In the case of Dufford v. Nowakoski, supra, the Court of Errors and Appeals, in an opinion in 126 N.J. Eq. 529, said:

"A third party beneficiary who is a stranger to the agreement and also to the consideration is, in this situation, without standing in court to enforce any trust set up therein in his behalf. Crowell v. Hospital of St. Barnabas, 27 N.J. Eq. 650,654. Although there is weighty authority in support of the view that a donee beneficiary acquires an indefeasible right immediately upon the making of the contract for his benefit and that, hence, the contract may not be extinguished without his consent, this is not the view in our state. Williston onContracts (Rev. Ed.) § 396, citing Peoples Bank and TrustCo. v. Weidinger, 73 N.J. Law 433."

At the final hearing it was agreed by those interested that a private sale of the real estate be made within 60 days from the date of the hearing and that in the event of failure of the trustee so to do, that the lands be exposed at public sale and sold to the highest bidder, such sale as made to be subject to the confirmation of this court.

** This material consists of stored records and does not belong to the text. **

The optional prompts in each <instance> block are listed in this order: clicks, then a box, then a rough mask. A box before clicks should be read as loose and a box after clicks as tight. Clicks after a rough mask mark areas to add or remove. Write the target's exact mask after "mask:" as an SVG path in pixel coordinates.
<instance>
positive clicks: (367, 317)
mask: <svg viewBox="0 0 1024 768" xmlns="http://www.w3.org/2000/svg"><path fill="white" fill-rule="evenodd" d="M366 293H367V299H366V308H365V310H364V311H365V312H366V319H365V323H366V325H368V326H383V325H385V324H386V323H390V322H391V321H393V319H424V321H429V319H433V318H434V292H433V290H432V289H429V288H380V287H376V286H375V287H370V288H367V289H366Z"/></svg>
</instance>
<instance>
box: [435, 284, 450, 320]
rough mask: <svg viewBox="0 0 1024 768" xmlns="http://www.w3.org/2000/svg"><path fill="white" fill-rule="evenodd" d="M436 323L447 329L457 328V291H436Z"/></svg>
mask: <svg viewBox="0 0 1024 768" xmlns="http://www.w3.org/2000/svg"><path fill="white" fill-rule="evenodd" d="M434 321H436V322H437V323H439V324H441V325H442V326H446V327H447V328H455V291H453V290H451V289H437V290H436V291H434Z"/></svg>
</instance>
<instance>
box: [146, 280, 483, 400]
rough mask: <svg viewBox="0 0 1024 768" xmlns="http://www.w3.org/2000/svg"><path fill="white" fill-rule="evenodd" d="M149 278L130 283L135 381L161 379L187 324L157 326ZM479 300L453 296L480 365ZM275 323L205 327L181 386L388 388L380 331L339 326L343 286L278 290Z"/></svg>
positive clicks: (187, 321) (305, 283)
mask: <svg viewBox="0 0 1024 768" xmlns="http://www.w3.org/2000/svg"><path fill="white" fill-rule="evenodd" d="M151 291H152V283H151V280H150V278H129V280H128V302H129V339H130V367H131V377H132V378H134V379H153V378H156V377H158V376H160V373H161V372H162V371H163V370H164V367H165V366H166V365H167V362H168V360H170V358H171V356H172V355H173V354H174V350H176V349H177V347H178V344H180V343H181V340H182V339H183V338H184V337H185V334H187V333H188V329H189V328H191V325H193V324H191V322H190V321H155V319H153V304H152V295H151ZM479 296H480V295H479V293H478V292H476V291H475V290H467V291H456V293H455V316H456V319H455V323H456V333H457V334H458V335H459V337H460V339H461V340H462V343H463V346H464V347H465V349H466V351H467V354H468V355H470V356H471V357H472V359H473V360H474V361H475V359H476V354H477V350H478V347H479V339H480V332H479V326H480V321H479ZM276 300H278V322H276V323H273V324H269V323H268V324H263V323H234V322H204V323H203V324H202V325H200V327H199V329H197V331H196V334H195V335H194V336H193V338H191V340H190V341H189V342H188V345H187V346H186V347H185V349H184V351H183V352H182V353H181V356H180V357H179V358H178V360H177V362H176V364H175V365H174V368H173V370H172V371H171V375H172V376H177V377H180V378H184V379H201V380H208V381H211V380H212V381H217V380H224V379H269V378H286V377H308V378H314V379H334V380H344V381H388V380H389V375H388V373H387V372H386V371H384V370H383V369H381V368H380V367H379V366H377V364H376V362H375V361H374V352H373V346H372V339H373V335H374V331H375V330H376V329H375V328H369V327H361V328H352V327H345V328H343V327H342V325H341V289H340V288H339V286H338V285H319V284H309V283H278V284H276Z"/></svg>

It would seem that inasmuch as this court has decreed a sale of the real estate and directed what disposition should be made of the proceeds of such a sale as may be made, that the account of the trustee should be finally passed upon by this court, and such will be the order, but it is not apparent *436 that there is any reason for this court to assume jurisdiction in the matter of the settlement of the Cramer estate, especially in view of the fact that the Orphans Court has already assumed jurisdiction. However, if counsel should desire to further argue this question it may do so on the fixing of the form of the decree, which may be entered in conformity herewith.